I haven’t written a lot of poetry this past year; however, I have managed to write, and actually finish, four songs, which is pretty amazing for me. It was mainly a year for the music; my band worked hard to release a new Christmas album at the end of the year, so we had a lot of band meetups and recording sessions to get it done. We also performed at two small festivals and two weddings, which was nice. In the process I have begun to learn to sing out loud, performing with a microphone, singing a duet with M, and finally recording a lead vocal! And improbably, despite our disorganisation, we did get the album out on time, and it’s quite fun!

Fandom

Wow this really has been a year of change in my life as a music fan. Although I’d largely given in to the inevitability of becoming a megafan years back, even up to the end of 2014 I was still fighting myself over it to some extent, trying to convince myself that it wasn’t an integral part of me. After spending some time fasting from all things Jon Foreman at the end of the year, it became clear to me that trying to detach myself too far from my fandom was actually unhealthy, and that I was fighting against my own self. I decided that whilst an occasional short ‘fast’ could be a good thing to stop me becoming too obsessed or unhealthily dependent, on the whole it was far better for me to give in to it completely, stop fighting myself and just become all that it can make me. And it has been an incredible ride!

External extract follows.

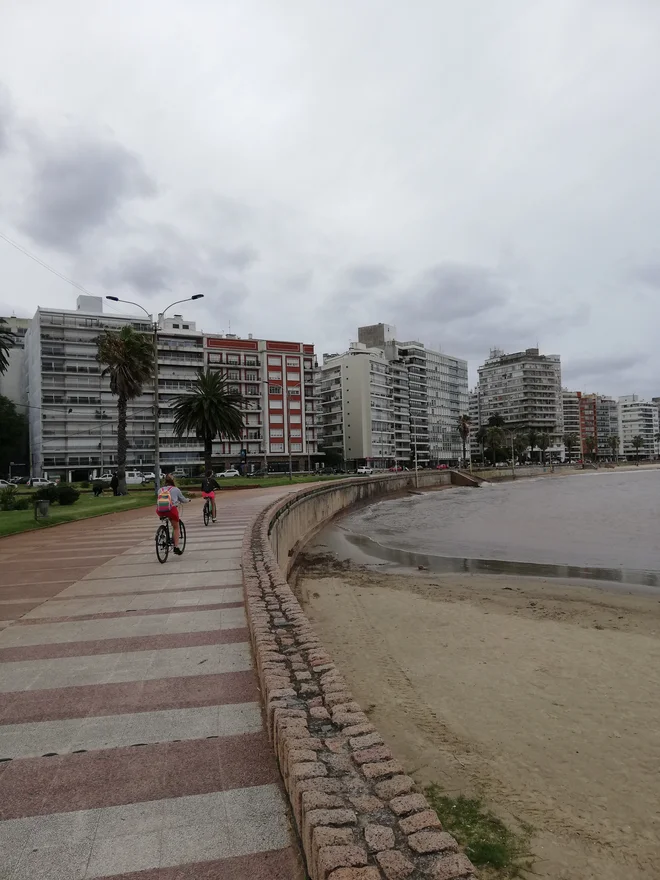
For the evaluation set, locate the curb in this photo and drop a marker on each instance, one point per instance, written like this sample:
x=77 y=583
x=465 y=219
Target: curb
x=358 y=815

As well as finding out just how much I can be changed for the better through it, I’ve also been learning what it is to really be a fan; that an artist-fan relationship is not the one-way, purely commercial process that I had previously thought it to be, but that it truly is a two-way relationship, that artists need our support in so many ways, including hearing from us personally.

So. I joined a couple of online fan forums to meet fellow fans. I took the chance to follow Switchfoot on tour around Europe back in the spring. I got tickets for five shows, plus all the buses, trains and hostels that involved to make it all possible. And I made some fan art to take along to show the band, a t-shirt and four banners, plus a couple of letters. And it worked out so incredibly, beautifully well! I made some great new friends, had some wonderful times with M and friends, and finally felt I’d made the connection with Jon and the rest of the band that I’d missed making all these years. I’m still even now getting the happiest flashbacks to it all that make my heart skip a beat or two, it’s hard to get my head around. It even spilled over a little to my relationships with other artists; if I’d been a bad fan to Switchfoot in the past I’d been a worse fan to band #2, Delirious. But last year I also finally got a message of appreciation through to the band’s Stu and Stew too, which helped heal some of those old regrets too.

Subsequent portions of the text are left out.